The heroes of my childhood were naturalist explorers. The books relating the expeditions of Gerald Durrell to capture various obscure creatures for zoos were like candy to me. But best of all, and most important of all, for the seven year old me, was anything to do with Charles Darwin's voyage of the Beagle, and what he discovered. The descriptions of the how and why of the adaptations of finch beaks on the Galapagos islands were my Rosetta stone. There is a reason that things look the way they do - the reason is that they become the way they are in response to the challenges of environment, governed by paces, possibilities, and limitations inherent in their intrinsic nature.
Structure that can be mapped, with the possibility of freedom to adapt to it, even thrive in it - that was a deal I was willing to consider. I think of my art as a commitment to taxonomy. I do not, however, trust anyone else to discern what needs mapping - who knows what part of the unknown is mine to explore. So I make my own maps.

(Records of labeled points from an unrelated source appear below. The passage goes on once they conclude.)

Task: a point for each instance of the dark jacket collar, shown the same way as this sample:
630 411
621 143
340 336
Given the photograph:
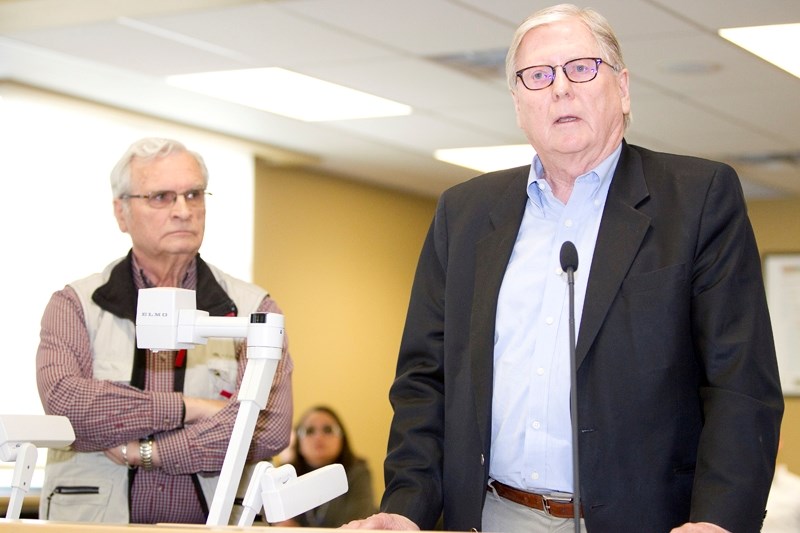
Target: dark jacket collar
119 295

Gradually the mapping revealed certain constants. Most of them are indeed environmental, and at the same time, very personal. Example: I live in a world of flowers. I recognize that my life, and the lives of most living things, depend on the existence of flowers. I happen to adore them, so I draw them, paint them, plant them, study them, and position them as motifs in the maps of my soul. And I recognize them as reoccurring subjects in my art.
There is, for instance, The Rose. In my garden, it's an old rose - related to those exchanged by the lovers, poets and painters of long ago, those exchanges flashing like stars in a slow-growing constellation linking the present with the past. Who could see a rose, having read Blake, without remembering "the invisible worm that flies in the night"? Every time I paint a rose, whether because it appeared in a moment of beauty for no reason at all, or was handed to me by a lover, a new star is noted on the Omnichronic map. You can find it by following the line called "roses" or by following the line called "spiral formations" - or even something like "things that blood splotches on a shirt can be mistaken for", or, of course, "stereotypical love gifts". I like to move from image to image on threads of meaningfulness ~ I know I AM related to spiders, because I recognize the usefulness of webwork. (See, or rather, hear, "Hanging by a Thread" in The Road.) Perhaps all this is interesting only to me.
But before we move away, in this little drawing exhibition, from the seen to the unseen, here are some of the maps I've drawn to help me find my way through the universe - or is it a multi-verse? - of my Omnichronic. Every time I make a new piece of art, or contemplate something that might be the subject of a new piece, I ask myself - where does this fit in the pre-existing scheme of things, and in what ways does it open a new pathway?
A diagram of power configurations on the stage for The Road.
Diagram of fire motif relations in The Secret Commwealth, branching outward from a song.
Diagram of the Fire quarter of The Approach of the Mystery.
Wheel of the seasonal and poetic motif relations in The Secret Commonwealth.
Map of motif relations in the 36 Ballads of the Barefoot Mind.
Diagram of the elemental motifs in The Approach of the Mystery.
Card labyrinth used by dancers in The Approach of the Mystery.
Diagram of cross referenced entrances and exits in The Secret Commonwealth.
Map and score for "Copper House" ~ made for Jody to use while working on the recording of "Torch". (The red verticals are the sounds of a foghorn that pace the music.)
The master map of The Omnichronic does exist, showing an axis moving up from the abyss of sleep into consciously created structures - but it's on a big piece of cloth, too large and pale to see much of in a photograph.